En effet, les symptômes sont la manifestation d’un
lien avec une part de soi, autrefois blessée, qui attend une
reconnaissance, une écoute ou un soin de notre part. Ce « fantôme
» n'a rien de malfaisant, bien au contraire. Les symptômes
sont des opportunités pour retrouver son intégrité, pour
réhabiliter ces « bouts de soi », mis provisoirement entre
parenthèses afin d’assurer sa survie, en attendant des jours
meilleurs. Le symptôme présent se produit spécialement pour
accomplir cette rencontre avec soi-même et non à cause du
passé. Comprendre que le symptôme se produit « spécialement
pour » et non « à cause de » est d’une grande importance.
Spécialement pour indique que l’on va vers quelque chose
de précieux à réhabiliter, tandis que à cause de, au contraire,
induit quelque chose de mauvais à éliminer.
Une fracture en attente de soin
Entre mauvais et précieux, il importe de distinguer le fait historique de l’être qui le vit. Boris Cyrulnick nous met en garde : Il ne faut jamais réduire une personne à son trauma… Si, dans un traumatisme, nous choisissons de parler de bon et de mauvais, soyons attentifs : nous distinguerons d’une part les circonstances du choc (mauvaises) et d’autre part, l’être qui les a vécues (précieux). Contrairement à ce qu’on pourrait croire, les circonstances, (même mauvaises) sont peu importantes. Elles sont loin en arrière dans le temps. Ce ne sont pas elles qui nous restent et qui nous gênent, même si on en a gardé un souvenir obsessionnel. Par contre, celui que nous avons été lors du choc reste, lui, très présent en nous à chaque instant de notre vie. Tous ceux que nous avons été nous constituent et nous habitent pour toujours. Ils constituent notre tissu psychique
au même titre que notre tête, nos membres et notre
buste constituent notre corps. Ils continuent à « réclamer »

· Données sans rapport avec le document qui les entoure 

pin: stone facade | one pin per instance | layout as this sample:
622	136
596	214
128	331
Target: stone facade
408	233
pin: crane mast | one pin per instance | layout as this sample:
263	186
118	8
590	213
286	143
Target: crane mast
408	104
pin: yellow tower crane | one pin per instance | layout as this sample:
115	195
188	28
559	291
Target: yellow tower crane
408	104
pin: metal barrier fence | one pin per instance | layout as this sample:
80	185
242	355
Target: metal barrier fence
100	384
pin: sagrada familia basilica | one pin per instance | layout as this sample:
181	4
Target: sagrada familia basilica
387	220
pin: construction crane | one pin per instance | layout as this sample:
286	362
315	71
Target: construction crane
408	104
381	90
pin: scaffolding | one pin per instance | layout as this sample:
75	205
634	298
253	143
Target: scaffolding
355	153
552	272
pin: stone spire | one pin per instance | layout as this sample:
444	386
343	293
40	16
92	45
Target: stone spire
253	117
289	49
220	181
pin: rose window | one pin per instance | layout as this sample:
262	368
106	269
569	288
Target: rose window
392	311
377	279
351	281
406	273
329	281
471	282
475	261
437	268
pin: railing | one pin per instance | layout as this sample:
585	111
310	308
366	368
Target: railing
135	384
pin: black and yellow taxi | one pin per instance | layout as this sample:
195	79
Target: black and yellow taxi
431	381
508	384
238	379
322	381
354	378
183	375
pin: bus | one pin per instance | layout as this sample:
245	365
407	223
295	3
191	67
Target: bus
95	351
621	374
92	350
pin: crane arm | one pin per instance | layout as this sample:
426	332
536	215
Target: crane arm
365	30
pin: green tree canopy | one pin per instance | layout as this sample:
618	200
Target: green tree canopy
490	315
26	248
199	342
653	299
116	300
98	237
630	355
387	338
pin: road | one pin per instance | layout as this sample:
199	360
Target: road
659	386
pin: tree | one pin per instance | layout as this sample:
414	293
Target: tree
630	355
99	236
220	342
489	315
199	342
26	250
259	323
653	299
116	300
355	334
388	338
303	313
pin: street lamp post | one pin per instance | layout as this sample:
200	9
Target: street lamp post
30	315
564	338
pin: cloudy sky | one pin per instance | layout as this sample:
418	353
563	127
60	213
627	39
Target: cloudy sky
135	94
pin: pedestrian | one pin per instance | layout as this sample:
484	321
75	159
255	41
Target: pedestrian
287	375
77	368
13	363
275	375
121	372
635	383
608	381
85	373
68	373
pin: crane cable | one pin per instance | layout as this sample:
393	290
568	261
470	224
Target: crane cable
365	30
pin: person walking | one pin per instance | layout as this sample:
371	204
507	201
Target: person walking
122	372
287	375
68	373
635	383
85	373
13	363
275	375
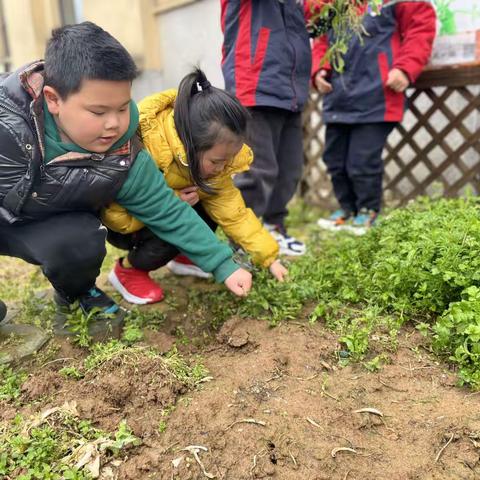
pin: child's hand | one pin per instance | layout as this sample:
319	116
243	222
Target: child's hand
190	195
397	80
278	270
239	282
321	83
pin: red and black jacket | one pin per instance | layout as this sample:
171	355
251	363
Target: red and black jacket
266	52
400	37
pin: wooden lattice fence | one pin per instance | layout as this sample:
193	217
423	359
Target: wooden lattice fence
434	151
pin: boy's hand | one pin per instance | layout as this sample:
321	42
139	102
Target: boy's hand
239	282
397	80
278	270
190	195
321	83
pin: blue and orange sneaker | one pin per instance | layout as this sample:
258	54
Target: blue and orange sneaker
363	221
105	317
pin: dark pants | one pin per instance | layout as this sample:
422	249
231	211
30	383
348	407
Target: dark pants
69	247
148	252
353	156
275	136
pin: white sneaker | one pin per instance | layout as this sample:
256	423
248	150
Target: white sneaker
288	245
181	265
336	221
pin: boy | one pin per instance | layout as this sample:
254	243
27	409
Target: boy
363	104
67	130
266	65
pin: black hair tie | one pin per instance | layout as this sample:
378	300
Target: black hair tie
204	84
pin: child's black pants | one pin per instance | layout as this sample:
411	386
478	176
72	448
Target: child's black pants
69	247
276	138
353	156
148	252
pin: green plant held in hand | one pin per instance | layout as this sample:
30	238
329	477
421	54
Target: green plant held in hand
344	19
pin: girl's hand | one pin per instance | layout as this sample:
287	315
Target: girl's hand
239	282
278	270
397	80
322	85
190	195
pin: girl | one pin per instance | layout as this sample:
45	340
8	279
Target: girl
196	138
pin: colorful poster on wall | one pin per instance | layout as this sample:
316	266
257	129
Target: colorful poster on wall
458	38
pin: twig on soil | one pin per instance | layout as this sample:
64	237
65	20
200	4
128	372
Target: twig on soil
315	424
254	463
437	458
373	411
247	420
57	360
342	449
306	379
389	386
194	450
324	392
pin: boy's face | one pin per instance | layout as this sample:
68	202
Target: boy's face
93	118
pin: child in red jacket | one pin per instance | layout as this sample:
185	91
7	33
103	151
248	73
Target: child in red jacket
363	104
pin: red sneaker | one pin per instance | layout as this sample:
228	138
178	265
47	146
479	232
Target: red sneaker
135	285
182	265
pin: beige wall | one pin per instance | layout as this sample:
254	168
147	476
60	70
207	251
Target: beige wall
132	22
28	26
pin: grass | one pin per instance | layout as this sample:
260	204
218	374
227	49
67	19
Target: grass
51	444
420	265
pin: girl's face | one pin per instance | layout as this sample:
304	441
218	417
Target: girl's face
214	160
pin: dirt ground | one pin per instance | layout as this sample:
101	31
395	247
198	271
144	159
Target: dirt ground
277	406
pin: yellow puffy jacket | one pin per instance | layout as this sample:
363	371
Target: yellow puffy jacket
226	207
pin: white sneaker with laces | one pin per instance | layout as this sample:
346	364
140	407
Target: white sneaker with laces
288	245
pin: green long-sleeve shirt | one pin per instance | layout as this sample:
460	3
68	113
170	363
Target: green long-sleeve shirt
147	197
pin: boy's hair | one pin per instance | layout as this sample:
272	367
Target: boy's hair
85	52
205	115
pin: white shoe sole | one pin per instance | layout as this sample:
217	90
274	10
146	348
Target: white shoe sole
291	253
117	285
187	270
331	227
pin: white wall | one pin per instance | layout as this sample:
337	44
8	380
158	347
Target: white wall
191	35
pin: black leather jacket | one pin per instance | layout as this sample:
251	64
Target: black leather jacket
31	189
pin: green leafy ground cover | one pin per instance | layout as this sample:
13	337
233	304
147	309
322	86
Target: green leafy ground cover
419	265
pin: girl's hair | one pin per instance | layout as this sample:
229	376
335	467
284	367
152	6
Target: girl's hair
202	113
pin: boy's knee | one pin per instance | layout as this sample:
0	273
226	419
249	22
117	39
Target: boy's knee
80	241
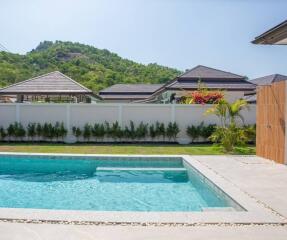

l’aide et la reconnaissance qui ne leur ont pas été accordées.
L’erreur consiste alors souvent à croire qu’en thérapie, il s’agit
de revenir dans le passé pour éliminer un mal ! Or, les évènements
néfastes sont passés et n’existent plus. Cependant,
encore une fois, celui que nous avons été au cours de ces évènements
est toujours là, présent en nous. Ce n’est pas le passé
(ni les circonstances) vers lequel nous devons revenir, mais
vers celui que nous avons été au cours de ces évènements
antérieurs. Le rétablissement psychologique ne se produira
pas en revisitant le fait historique du choc. Tout ce qui compte,
c’est celui que nous avons été au moment du traumatisme.
Il nous constitue et reste victime, dans l’attente du soin qui ne
lui a jamais été donné. Une fracture en attente de soin.